St. Mary's College of Maryland is the host of the race, which was started in 1974 by two college students and an alumnus. (St. Mary's sailing team this year won the national championship in Oahu, Hawaii).
St. Mary's College of Maryland will put on an all-day party tomorrow on the banks of the river with live music, food and dancing. Sailing World magazine called it one of sailing's 10 best parties, and it is free and open to the public. The music begins at noon and continues until 11 p.m.
The race's start boat, The Maryland Dove, will be open for free tours at the Annapolis City Dock on tomorrow and Sunday. The Maryland Dove is a replica of the 17th-century square rigger that brought the first English settlers to St. Mary's City in 1634. Costumed guides will be on board to explain to boat's history.
"This is the survival test of the season," said Matt Tove, 41. The Annapolis resident has raced in the Governor's Cup about a dozen times and today will lead a crew of seven about his 30-foot Ovation.
"It's what I call total heads-up sailing," Tove said. "There's no drinking for us at night. The crew needs to be visually aware at all times because of the commercial traffic going up and down the bay."

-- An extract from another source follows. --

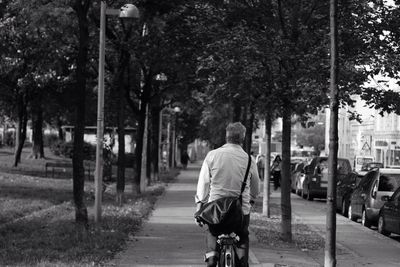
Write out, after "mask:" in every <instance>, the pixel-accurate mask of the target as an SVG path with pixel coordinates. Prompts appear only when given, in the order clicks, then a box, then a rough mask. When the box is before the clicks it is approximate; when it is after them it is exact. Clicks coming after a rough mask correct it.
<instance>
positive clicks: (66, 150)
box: [50, 141, 96, 160]
mask: <svg viewBox="0 0 400 267" xmlns="http://www.w3.org/2000/svg"><path fill="white" fill-rule="evenodd" d="M73 148H74V143H73V141H70V142H64V141H57V142H55V143H53V145H52V146H51V147H50V149H51V151H52V152H53V153H54V154H55V155H57V156H64V157H66V158H72V155H73ZM83 153H84V159H86V160H91V159H94V158H95V155H96V147H95V146H94V145H92V144H89V143H87V142H84V145H83Z"/></svg>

Night sailing presents different challenges from the daytime, sailors said. They must be able to read the visual lights on tugboats, use traditional navigation techniques and deal with fatigue. But sailors say the timing is part of the appeal.
"Many days in the summer it's very light winds," said Holt, 64. "But there's almost always a breeze at night. And you don't get sunburned. It's not a bake-out."